Le partage de la même syntaxe qui rend capable de produire par son propre comportement des énoncés cohérents et accessibles.
Le sens commun doit être qualifié ici dans le même temps de sens pratique où chacun doit se comporter en fonction des exigences de la situation, exigences qui existent sous la forme d’attente normative assurée par un contrat de négociation entre acteurs. En effet, les points sensibles sont quand bien même dévoilés soit par un locuteur (sous forme de question) soit par un interlocuteur en l’insérant sous une forme déclarative dans son intervention. Pour chaque forme, l’accueillir ou l’accepter par une défense explicite est l’horizon d’attente des différents acteurs en place.On peut également envisager que les différents participants ont une expérience individuelle leur permettant de maintenir la relation vue dans son double sens ; socialisante et individualisante.
Socialisante par un trait de dépendance et de coordination qui unissent les participants.
Elle est individualisante étant donné que chaque participant guidé par le sens commun, donne une certaine image de soi dans l’interaction.
Cette image est, à chaque fois, valorisée de tous les participants à l’interaction car étant réaménagé par le soi lui-même au cours du processus social de l’interaction. Toutefois, nous ne pouvons pas parler de subjectivité car le moi n’y est pas compris comme une entité produite passivement. On y voit le moi sous l’angle d’une construction sociale parce que les attentes d’autrui jouent un rôle constructif d’où le principe de construction. De même, la dépendance et la coordination des participants à l’interaction s’actualisent sur l’élaboration de l’activité :
Activités dans l’interprétation de la situation et des comportements des autres pour comprendre ce qui est attendu,
Activités dans l’incorporation des croyances (que cette incorporation soit une adhésion sincère ou cynique),
Activités dans la régulation de leurs actions de manière à soutenir l’ordre de l’interaction.

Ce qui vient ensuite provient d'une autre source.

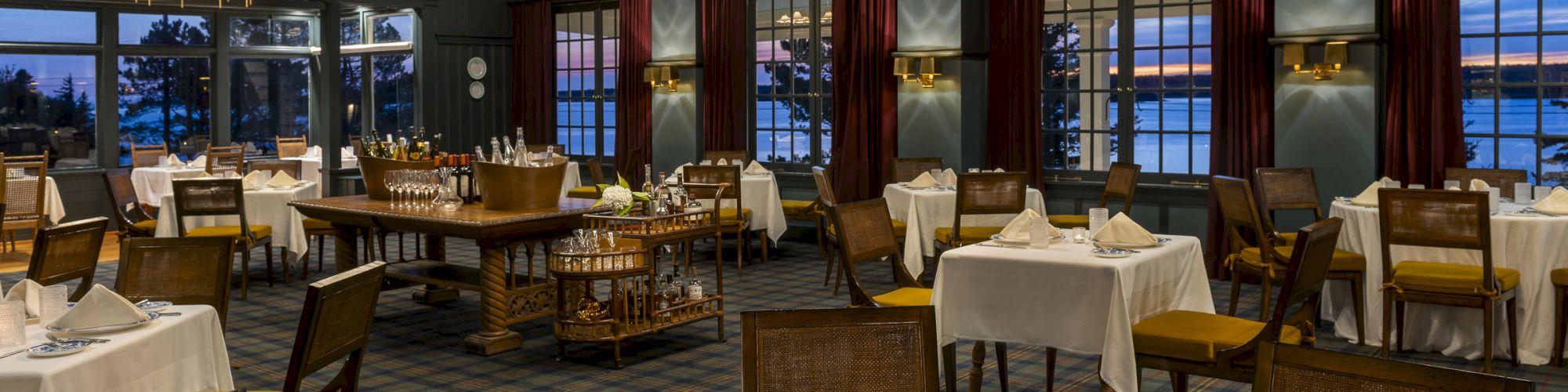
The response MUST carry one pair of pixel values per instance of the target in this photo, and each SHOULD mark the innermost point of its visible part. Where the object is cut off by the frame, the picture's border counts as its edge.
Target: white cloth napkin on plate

Bref, les participants à l’émission faram facce veillent au sens commun qui les lie avec une attention particulière et cognitive accordée aux attentes normatives portant sur leur manière de se comporter devant telle ou telle mise en situation. Ils assurent leur interaction en prenant l’esprit de l’autre en considération. « Le véritable acteur des sciences sociales est donc la relation » GOFFMAN (une sociologie compréhension). D’ailleurs, cette relation couvre intégralement l’émission faram facce surtout au niveau du schéma participationnel où l’interaction est délimitée par la rencontre ou par la séparation des interactants en présence marquées respectivement par des (salutations, des présentations, des mots de bienvenue, des mots de prise de congé, des excuses, des remerciements… Etant donné, cette délimitation de l’interaction, au niveau le plus élevé de généralisation, se décompose en séquences.
L’argument d’autorité
La forme d’argument d’autorité est assez constante dans les interactions à titre de témoignage. L’opinion qu’on lui affecte s’attache directement à l’auditoire du fait qu’une autorité ou un expert dans un domine quelqu’un la soutienne, que cette autorité elle-même en est une pour l’auditoire. De ce fait, l’auditoire adhère gratuitement aux dires du locuteur autorité car ayant déjà accepté comme vraisemblable ce qu’elle lui déclare. Comme nous l’avons vu dans spécial débat faram facce dont les invités étaient Abdoul Mbow, Lamine Diallo, Babacar Diouf et Massaly, où Lamine Diallo réplique à Mbow en évoquant Maître Wade comme étant l’initiateur de la campagne de courtoise avec la marche bleu. En effet il fait appel à Abdoulaye Wade carc’est une autorité connue et incontestable par l’opinion publique qu’il cherche à convaincre. Le cas de Sérigne Mbacké Ndiaye informe sur un autre schéma vue qu’il se fait volontairement autorité sur la pertinence de la bonne gouvernance, de l’éthique et de la transparence. Au demeurant, l’auditoire ne peut s’empêcher à donner une certaine crédibilité aux déclarations des locuteurs car ces derniers font eux-mêmes légitimement autorité sur le sujet. Plus formellement : si les locuteurs sont compétents pour faire des déclarations fiables sur un sujet, alors les arguments seront crédibles. En d’autre terme, des déclarations faites par un locuteur qui possède le degré nécessaire d’expertise pour pouvoir faire une déclaration digne de confiance seront renforcées par la crédibilité du locuteur en question dans son domaine. Pour déterminer si le locuteur possède un degré nécessaire d’expertise on peut, même si ça ne suffira pas, faire strictement recours à son rang et titre mais aussi à sa technique de raisonnement dont la plus fréquente ici est la déduction.
|
Table des matières
Introduction.
Première partie: Cadre méthodologique et conceptuel
I.1. Problématique
I.1.1. Revue de littérature
I.1.2. Contexte et justification
I.1.3. Objectifs et questions de recherche
I.1.4. Etat de la recherche
I.1.5. Hypothèse
I.2. Cadre théorique et conceptuel
I.2.1. Cadre théorique
I.2.2. Cadre conceptuel
a- Analyse du discours
b- L’interaction verbale
c- Le débat télévisé
I.3. Méthodologie
I.3.1. Démarches
I.3.2. Présentation du Corpus
Deuxième partie: L’émission « faramfacce » et l’organisation structurale des conversations
II.1. Présentation de l’émission « faramfacce »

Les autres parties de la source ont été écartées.